Some rural communities are able to compensate for this difference by offering natural amenities or other nonmonetary benefits in terms of quality of life that draw in highly educated people (Deller, 2009; and Roback, 1982). Rural communities with high-quality schools have a better chance of attracting more highly educated parents because they may desire good schools for their children. Other research has shown that some rural places with scenic natural amenities are able to attract a “creative class” of highly educated entrepreneurs. Places without scenic amenities could potentially develop built capital that would attract in-migrants, too (Pender, Marré, and Reeder, 2012).

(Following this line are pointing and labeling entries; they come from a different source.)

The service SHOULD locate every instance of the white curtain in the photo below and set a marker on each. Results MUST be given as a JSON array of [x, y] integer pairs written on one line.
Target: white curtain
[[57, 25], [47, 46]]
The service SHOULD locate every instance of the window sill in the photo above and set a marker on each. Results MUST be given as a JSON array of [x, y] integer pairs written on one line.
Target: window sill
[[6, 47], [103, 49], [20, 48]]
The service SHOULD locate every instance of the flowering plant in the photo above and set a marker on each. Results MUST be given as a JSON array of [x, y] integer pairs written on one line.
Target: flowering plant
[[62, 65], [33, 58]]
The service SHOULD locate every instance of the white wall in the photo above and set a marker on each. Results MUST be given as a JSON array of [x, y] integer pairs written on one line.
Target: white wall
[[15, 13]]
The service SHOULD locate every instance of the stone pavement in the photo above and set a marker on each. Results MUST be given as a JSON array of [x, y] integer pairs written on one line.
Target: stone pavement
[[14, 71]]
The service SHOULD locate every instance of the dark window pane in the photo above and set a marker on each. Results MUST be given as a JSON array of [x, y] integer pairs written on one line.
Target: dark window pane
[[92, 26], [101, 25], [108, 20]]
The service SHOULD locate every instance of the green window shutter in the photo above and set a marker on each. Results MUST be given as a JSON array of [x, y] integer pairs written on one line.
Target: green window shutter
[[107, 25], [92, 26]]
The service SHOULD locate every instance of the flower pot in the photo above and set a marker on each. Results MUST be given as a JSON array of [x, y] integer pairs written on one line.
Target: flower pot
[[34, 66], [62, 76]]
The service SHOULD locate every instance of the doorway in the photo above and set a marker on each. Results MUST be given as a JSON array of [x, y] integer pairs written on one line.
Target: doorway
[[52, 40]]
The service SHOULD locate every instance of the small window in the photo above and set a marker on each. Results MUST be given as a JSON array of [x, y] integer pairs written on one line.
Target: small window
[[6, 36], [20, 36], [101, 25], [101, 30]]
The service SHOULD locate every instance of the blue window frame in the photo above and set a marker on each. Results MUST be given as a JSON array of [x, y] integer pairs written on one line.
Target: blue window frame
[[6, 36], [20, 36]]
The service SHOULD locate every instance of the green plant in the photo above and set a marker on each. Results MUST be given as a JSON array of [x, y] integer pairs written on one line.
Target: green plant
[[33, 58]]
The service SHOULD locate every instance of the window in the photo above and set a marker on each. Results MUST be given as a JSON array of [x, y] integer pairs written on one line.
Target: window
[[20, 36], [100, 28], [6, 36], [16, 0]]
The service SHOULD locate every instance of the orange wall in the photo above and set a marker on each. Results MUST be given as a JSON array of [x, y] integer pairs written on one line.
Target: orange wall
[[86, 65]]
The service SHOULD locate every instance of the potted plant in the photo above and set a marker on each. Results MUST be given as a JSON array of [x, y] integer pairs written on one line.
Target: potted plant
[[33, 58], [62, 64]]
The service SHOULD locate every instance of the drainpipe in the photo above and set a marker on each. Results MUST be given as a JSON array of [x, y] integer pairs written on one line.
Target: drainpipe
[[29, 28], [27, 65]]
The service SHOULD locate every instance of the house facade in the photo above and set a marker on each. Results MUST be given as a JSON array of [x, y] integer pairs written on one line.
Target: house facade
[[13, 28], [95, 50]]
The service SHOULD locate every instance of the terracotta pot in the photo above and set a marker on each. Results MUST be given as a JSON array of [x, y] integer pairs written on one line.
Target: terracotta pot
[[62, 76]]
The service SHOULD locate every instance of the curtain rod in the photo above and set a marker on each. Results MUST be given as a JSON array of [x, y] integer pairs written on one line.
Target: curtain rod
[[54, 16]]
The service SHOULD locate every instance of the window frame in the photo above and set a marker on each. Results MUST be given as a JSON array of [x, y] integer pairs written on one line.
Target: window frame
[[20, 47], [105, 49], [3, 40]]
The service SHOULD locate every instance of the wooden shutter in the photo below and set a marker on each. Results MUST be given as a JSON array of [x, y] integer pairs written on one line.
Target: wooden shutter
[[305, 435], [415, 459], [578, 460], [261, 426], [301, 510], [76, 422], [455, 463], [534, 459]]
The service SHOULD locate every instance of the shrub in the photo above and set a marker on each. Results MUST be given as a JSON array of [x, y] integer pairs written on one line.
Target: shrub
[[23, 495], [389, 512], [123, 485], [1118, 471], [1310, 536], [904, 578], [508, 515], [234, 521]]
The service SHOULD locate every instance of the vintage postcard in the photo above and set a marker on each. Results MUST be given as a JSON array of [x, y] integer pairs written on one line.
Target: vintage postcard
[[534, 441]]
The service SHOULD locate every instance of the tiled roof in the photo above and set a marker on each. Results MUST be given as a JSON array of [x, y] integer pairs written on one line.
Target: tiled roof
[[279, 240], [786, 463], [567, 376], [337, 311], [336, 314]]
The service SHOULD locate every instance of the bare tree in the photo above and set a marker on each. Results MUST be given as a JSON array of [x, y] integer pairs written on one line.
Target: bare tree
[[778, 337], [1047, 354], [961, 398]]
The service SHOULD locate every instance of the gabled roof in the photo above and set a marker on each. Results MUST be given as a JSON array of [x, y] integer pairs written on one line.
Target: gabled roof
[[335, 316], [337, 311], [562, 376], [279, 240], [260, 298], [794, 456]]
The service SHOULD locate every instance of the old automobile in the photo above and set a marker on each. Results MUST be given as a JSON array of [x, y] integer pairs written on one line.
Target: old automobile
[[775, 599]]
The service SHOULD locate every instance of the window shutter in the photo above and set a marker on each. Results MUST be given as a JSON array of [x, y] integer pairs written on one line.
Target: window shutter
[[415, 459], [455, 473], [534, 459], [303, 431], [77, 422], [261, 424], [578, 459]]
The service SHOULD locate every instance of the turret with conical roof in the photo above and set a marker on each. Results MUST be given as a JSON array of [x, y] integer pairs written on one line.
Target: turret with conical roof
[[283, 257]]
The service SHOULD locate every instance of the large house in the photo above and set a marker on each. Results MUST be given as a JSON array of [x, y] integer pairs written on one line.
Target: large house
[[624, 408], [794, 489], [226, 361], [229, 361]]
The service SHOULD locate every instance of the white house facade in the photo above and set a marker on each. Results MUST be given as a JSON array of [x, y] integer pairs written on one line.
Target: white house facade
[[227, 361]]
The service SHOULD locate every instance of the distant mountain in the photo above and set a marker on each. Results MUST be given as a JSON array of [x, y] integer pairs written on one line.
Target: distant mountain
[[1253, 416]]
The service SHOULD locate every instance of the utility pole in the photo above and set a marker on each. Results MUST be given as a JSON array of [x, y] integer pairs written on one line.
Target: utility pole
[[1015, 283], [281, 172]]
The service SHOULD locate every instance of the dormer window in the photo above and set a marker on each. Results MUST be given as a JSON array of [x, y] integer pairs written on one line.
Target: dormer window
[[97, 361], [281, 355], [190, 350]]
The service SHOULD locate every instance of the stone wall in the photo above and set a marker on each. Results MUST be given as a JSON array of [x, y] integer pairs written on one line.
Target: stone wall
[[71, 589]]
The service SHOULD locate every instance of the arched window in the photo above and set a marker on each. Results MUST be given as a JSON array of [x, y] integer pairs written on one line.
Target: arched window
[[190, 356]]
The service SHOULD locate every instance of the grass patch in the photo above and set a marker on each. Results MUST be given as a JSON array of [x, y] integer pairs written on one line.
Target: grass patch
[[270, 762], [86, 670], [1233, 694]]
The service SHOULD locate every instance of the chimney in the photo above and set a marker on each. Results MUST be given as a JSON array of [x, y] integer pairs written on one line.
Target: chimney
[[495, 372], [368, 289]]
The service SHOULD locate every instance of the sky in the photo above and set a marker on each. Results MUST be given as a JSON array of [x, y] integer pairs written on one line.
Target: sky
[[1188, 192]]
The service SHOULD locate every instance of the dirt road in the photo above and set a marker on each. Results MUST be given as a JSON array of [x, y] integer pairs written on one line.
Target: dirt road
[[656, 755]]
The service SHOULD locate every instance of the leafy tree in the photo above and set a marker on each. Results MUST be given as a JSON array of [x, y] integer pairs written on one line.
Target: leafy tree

If there is a “rural renaissance” in store for the future, then education will almost certainly play a role. As the economy continues to change and reward a college education, rural America can build on the strengths it already has: a workforce increasingly getting the skills and training needed for this new economy. Industries that employed college-educated people in rural areas during the 2000s, especially education and health, seem poised for growth in the future. Rural communities can be prepared for these changes by building on existing assets, such as natural amenities or built capital, identifying ways to improve the skills of the existing workforce and attract college-educated workers, and looking for ways to connect skills with jobs in this changing economy.